Dem polnischen Parlament (Sejm) wurde ein Entwurf zur Änderung des Arbeitsgesetzbuches vorgelegt, der die wöchentliche Arbeitszeit verkürzen soll. Die Abgeordneten, die den Vorschlag eingebracht haben, schlagen vor, den derzeitigen 40-Stunden-Tag durch einen 35-Stunden-Tag zu ersetzen. Dies soll durch eine Reduzierung der täglichen Arbeitszeit auf sieben Stunden erreicht werden. Der Vorschlag geht davon aus, dass die Vergütung trotz der verkürzten Arbeitszeit unverändert bleibt. Gleichzeitig sollen die Regelungen zu Überstunden so angepasst werden, dass eine durchschnittliche Wochenarbeitszeit von 43 Stunden nicht überschritten werden kann.

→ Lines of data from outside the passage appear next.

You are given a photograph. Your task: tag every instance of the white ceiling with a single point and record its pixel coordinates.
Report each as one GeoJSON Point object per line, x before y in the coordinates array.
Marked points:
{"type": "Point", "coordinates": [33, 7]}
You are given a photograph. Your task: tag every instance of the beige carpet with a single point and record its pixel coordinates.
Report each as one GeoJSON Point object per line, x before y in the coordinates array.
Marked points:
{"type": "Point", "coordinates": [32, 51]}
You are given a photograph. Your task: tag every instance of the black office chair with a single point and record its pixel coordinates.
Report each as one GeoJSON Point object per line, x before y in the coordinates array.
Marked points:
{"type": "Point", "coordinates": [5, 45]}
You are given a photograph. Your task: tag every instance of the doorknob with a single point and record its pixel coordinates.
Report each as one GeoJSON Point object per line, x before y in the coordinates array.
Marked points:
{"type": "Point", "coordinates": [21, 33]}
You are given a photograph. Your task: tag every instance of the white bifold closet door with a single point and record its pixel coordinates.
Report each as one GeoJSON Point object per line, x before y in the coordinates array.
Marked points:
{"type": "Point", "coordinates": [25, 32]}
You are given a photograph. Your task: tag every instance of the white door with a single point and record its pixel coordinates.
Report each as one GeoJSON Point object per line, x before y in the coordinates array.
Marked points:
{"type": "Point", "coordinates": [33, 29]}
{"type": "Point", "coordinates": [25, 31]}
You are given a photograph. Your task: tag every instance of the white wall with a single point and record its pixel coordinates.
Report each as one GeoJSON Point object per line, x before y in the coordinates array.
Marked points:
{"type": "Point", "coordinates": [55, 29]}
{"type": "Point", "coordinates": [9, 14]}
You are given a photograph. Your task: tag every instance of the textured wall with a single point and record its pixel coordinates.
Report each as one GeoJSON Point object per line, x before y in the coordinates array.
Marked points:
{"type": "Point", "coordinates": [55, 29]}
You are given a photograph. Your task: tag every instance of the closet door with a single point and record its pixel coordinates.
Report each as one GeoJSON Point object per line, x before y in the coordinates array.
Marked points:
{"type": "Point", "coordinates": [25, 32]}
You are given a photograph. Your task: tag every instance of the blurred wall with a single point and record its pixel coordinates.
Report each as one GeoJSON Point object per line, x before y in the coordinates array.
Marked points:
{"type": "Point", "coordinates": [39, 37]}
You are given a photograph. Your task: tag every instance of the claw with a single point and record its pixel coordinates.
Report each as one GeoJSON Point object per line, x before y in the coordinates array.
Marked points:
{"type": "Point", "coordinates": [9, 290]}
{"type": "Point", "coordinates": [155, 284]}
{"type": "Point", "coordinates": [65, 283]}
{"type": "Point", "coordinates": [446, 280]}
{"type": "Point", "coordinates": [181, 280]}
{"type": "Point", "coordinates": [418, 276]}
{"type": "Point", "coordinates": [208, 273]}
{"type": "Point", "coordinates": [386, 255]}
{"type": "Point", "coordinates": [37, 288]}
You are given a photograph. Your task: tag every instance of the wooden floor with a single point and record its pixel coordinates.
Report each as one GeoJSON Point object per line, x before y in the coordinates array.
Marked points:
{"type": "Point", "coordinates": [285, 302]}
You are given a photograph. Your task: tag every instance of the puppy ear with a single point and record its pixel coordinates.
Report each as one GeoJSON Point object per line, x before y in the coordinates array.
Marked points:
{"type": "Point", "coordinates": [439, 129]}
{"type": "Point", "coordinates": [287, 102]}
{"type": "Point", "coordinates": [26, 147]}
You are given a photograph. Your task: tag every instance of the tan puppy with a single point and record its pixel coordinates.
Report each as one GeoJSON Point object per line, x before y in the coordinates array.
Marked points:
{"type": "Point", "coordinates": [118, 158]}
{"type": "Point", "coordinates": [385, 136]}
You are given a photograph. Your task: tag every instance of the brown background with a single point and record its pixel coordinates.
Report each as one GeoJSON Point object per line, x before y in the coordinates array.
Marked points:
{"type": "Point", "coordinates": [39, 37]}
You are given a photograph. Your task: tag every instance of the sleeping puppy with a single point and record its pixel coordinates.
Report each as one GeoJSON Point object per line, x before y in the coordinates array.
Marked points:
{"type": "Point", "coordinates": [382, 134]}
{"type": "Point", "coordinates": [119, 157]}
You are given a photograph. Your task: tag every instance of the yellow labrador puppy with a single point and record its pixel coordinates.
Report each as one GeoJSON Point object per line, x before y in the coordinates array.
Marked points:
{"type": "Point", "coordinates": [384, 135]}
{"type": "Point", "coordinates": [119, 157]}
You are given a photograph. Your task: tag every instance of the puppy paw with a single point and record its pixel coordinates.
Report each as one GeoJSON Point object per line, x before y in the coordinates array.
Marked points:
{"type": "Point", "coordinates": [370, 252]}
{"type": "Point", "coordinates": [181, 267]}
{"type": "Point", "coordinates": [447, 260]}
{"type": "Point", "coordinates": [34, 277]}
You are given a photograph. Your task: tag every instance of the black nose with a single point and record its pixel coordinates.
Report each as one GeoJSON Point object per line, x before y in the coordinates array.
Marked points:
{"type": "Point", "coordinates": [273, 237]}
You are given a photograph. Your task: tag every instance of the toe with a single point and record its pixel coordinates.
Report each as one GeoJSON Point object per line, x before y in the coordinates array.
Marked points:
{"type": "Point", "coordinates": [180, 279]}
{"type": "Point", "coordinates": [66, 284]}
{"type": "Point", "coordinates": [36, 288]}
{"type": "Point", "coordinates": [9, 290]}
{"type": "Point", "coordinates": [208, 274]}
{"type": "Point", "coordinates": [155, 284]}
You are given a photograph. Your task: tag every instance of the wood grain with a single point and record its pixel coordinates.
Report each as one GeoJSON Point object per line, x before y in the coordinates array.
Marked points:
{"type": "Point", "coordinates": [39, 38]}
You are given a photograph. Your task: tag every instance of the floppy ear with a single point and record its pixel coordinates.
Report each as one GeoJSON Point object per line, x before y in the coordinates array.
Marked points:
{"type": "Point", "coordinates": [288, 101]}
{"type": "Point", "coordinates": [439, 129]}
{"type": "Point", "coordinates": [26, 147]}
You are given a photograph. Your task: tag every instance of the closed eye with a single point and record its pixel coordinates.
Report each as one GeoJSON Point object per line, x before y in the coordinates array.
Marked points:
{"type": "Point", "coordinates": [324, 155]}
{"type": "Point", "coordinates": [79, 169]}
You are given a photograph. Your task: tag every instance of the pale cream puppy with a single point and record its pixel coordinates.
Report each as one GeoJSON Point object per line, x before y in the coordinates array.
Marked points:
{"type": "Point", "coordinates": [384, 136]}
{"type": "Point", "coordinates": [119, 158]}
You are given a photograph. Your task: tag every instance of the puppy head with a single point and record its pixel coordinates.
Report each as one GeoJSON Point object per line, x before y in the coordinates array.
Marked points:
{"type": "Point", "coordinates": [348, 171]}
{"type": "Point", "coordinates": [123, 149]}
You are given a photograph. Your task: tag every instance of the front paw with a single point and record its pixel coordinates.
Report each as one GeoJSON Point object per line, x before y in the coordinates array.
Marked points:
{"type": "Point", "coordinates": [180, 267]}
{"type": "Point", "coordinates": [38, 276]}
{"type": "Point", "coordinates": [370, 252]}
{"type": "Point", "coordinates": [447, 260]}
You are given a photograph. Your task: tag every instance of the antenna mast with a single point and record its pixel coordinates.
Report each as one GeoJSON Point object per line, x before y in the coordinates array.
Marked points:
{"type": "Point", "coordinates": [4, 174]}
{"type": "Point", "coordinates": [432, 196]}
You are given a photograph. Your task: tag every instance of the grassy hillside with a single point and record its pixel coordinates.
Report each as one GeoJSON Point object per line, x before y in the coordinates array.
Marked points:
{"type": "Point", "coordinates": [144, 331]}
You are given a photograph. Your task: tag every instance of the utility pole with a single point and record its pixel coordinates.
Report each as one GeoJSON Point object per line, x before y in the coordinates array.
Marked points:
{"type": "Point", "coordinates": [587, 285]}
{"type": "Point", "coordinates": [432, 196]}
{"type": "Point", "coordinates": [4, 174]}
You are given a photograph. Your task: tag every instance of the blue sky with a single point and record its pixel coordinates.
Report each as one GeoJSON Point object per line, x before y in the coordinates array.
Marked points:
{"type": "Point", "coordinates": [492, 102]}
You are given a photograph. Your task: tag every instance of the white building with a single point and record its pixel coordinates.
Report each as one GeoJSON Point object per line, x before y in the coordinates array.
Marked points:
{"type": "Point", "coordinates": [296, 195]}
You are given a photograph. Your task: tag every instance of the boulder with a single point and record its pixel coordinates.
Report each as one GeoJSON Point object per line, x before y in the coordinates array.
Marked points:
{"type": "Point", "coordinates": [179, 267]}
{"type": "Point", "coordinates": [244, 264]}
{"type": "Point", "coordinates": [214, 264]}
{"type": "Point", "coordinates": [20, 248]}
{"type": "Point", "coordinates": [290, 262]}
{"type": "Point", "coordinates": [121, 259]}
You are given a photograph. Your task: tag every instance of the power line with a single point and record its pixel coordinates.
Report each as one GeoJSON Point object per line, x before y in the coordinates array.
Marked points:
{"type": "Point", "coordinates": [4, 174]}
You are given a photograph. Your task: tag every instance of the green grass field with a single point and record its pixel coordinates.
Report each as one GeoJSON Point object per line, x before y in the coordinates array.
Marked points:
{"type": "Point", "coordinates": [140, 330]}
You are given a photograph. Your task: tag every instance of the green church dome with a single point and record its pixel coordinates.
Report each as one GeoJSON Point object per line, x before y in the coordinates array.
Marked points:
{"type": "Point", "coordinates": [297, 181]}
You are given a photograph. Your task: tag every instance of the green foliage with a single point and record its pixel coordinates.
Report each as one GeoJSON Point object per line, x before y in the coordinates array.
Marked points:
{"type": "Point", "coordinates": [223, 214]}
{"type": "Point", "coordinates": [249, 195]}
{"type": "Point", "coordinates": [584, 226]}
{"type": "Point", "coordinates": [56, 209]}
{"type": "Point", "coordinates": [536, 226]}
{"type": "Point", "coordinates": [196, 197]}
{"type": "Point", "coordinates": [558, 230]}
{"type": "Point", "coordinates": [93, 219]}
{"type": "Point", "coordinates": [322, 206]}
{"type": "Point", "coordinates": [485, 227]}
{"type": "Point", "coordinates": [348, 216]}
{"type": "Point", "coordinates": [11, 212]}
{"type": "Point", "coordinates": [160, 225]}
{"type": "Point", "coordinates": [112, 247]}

Die Begründung für diese Änderungen liegt darin, den Mitarbeitern mehr Freizeit zu verschaffen. Dies soll Burnout vorbeugen und die Gesundheit der Polen verbessern. Gleichzeitig wurde darauf hingewiesen, dass die Mitarbeiter aufgrund der vermehrten Erholung ihre Produktivität in den verbleibenden Arbeitsstunden steigern würden. Darüber hinaus würde die Reduzierung der Arbeitsstunden zu einem Anstieg der Beschäftigung führen.

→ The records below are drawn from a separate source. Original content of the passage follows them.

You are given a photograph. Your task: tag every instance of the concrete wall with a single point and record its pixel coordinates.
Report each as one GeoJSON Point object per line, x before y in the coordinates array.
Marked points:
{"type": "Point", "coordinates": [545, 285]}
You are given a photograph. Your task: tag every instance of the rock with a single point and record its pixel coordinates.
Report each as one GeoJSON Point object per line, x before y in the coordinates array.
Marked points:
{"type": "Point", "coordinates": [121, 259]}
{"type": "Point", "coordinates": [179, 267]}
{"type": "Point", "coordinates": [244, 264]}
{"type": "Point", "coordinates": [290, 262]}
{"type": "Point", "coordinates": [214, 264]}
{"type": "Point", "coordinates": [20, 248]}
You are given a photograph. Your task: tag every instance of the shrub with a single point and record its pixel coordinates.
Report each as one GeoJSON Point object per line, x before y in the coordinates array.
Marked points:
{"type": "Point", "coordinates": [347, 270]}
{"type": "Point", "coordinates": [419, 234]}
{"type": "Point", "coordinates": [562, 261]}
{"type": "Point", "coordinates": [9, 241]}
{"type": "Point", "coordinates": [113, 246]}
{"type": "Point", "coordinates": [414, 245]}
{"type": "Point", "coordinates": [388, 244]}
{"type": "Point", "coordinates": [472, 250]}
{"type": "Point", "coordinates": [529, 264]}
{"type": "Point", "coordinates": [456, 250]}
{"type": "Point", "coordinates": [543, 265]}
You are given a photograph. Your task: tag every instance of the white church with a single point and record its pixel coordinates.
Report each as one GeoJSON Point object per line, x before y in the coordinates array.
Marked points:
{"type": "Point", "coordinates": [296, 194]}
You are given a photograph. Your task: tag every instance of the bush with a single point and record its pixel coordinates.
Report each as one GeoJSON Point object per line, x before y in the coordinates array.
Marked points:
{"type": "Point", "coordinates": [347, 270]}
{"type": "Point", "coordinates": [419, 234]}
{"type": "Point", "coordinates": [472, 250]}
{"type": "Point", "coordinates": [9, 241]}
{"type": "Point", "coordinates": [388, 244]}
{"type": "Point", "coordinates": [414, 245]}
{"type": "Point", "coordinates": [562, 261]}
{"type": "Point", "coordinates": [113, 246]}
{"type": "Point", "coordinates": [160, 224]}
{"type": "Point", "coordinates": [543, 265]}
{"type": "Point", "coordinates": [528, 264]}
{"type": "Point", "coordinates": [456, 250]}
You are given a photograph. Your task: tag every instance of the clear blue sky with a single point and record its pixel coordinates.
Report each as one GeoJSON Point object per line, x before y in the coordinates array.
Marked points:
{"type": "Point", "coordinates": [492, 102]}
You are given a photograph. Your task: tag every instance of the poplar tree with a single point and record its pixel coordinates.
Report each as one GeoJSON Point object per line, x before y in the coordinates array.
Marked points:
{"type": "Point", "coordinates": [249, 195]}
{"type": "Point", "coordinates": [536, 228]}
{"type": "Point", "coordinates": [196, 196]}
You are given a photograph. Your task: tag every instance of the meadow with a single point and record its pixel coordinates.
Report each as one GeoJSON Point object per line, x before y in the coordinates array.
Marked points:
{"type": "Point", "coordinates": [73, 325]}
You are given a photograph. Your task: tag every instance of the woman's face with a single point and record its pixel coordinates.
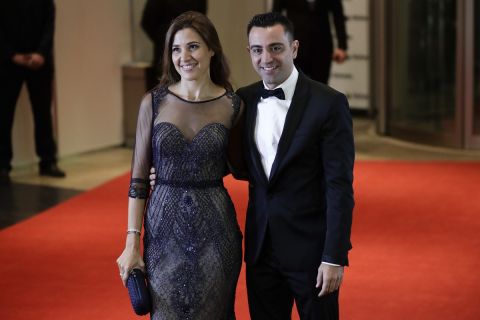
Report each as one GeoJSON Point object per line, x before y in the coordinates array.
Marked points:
{"type": "Point", "coordinates": [190, 55]}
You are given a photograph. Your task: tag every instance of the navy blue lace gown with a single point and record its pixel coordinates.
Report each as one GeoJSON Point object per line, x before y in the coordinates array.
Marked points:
{"type": "Point", "coordinates": [192, 242]}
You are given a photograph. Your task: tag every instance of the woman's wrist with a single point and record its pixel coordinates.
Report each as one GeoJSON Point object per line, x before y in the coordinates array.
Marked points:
{"type": "Point", "coordinates": [133, 241]}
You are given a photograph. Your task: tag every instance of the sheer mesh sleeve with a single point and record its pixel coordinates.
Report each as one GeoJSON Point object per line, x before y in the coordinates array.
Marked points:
{"type": "Point", "coordinates": [236, 162]}
{"type": "Point", "coordinates": [142, 152]}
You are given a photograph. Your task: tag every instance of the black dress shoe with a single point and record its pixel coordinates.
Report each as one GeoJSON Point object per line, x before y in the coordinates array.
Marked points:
{"type": "Point", "coordinates": [4, 177]}
{"type": "Point", "coordinates": [51, 170]}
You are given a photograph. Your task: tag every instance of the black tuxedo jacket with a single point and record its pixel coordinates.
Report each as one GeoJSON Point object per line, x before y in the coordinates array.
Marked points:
{"type": "Point", "coordinates": [307, 201]}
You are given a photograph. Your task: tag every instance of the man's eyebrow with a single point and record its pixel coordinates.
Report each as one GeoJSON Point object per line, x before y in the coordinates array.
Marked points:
{"type": "Point", "coordinates": [188, 43]}
{"type": "Point", "coordinates": [275, 44]}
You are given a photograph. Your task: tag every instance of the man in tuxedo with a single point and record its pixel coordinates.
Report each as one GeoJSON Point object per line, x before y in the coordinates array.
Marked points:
{"type": "Point", "coordinates": [26, 55]}
{"type": "Point", "coordinates": [311, 19]}
{"type": "Point", "coordinates": [299, 151]}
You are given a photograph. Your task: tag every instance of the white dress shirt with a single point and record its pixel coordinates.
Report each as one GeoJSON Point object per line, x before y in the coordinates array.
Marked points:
{"type": "Point", "coordinates": [271, 113]}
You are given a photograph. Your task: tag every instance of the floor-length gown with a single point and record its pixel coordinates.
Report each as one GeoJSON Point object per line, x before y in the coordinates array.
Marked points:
{"type": "Point", "coordinates": [192, 243]}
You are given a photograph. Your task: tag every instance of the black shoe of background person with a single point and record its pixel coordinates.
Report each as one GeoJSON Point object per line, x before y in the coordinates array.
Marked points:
{"type": "Point", "coordinates": [51, 170]}
{"type": "Point", "coordinates": [4, 177]}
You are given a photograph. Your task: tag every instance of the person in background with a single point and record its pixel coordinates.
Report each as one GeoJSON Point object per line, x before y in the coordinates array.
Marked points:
{"type": "Point", "coordinates": [299, 151]}
{"type": "Point", "coordinates": [189, 129]}
{"type": "Point", "coordinates": [311, 19]}
{"type": "Point", "coordinates": [156, 18]}
{"type": "Point", "coordinates": [26, 56]}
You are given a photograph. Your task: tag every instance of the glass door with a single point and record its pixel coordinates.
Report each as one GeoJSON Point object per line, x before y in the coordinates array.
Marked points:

Es ist jedoch zweifelhaft, ob die Idee der Projektinitiatoren angesichts der enormen Herausforderungen für die polnische Wirtschaft Anklang finden wird. Obwohl Polen zu den dienstältesten Mitgliedern der OECD und der Europäischen Union zählt, dürfte sich daran in absehbarer Zeit nichts ändern.

Diese Mitteilung dient ausschließlich Informationszwecken und stellt keine Rechtsberatung dar.